Teeth whitening is a process that helps to whiten the teeth by eliminating any stains and discoloration. It is one of the most widely used dental cosmetic procedures, and it especially fares for its ability to help improve the aesthetics of your teeth. Teeth whitening is also a service that is provided by a lot of dentists, so you don’t need to travel far and wide for it.
NOTE: Whitening is not a “one-time” procedure. If you are looking to maintain the white color of your teeth, the whitening process has to be repeated time and again.
What It’s Used For
The tooth has an outer layer known as the enamel. When scattering light is reflected off the enamel, it results in the natural color of your tooth. The color of the dentine under the enamel also plays a part in determining the color of the tooth.
The thickness or roughness of the enamel is determined by the genes dominant in your body. When the enamel is thinner, the color of the dentine is more pronounced.

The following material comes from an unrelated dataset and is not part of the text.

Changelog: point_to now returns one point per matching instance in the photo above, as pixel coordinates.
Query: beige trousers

The level of roughness (or otherwise) of the enamel is also going to play a role in determining the level of reflection of light (and as such, the color of the tooth).

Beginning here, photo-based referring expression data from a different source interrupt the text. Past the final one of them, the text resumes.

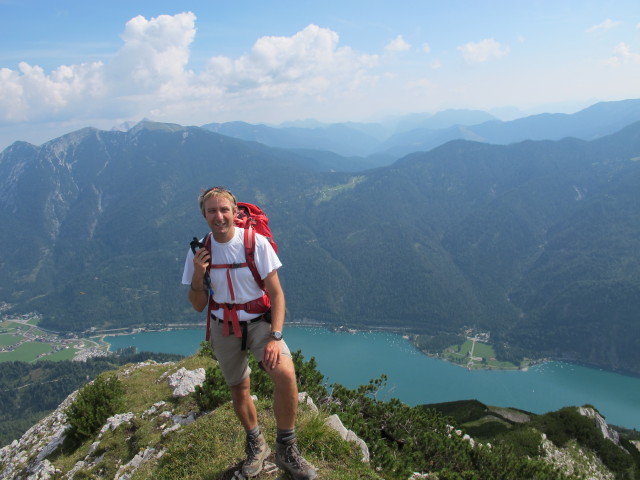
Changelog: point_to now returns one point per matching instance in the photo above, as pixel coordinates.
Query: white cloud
(608, 24)
(396, 45)
(310, 62)
(622, 54)
(148, 76)
(480, 52)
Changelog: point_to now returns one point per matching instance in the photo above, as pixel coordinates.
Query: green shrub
(96, 402)
(214, 391)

Every day, there is a pellicle (essentially, a thin coating) that forms on the enamel. The purpose of the pellicle is picking stains. There are also pores on the enamel that helps to hold any stains.

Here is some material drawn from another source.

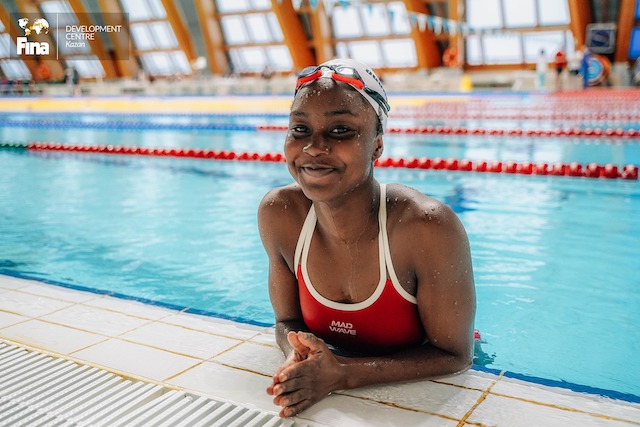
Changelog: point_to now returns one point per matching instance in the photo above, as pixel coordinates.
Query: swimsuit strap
(305, 234)
(387, 252)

The following are the major reasons why teeth easily get yellow:
- The use of tobacco: The excessive use of tobacco over time will eventually smear the teeth
- The consumption of dark-colored drinks: When you drink dark-colored drinks (coffee, tea, cola, red wine, etc.) on a regular basis, your teeth will also develop color
- Poor oral hygiene: An inability to take good care of your teeth will cause discoloration as well, as your teeth pick up stains everywhere.
- Aging: Also, as you get older, the enamel gets thinner and the dentine under it gets darker as well. Thus, the teeth naturally become less bright.
It is also possible for you to have stains that are embedded in your teeth. These stains are known as intrinsic stains, and they can be caused by various factors such as the exposure to excess fluoride (most probably as a child, when the teeth are still in the development process). Other causes of intrinsic stains are tetracycline antibiotics. These antibiotics are usually taken by pregnant women during the second stage of their pregnancy, and they can stain a child’s teeth. Tetracycline antibiotics can also be taken by children, and it tends to leave particles in teeth that are still developing.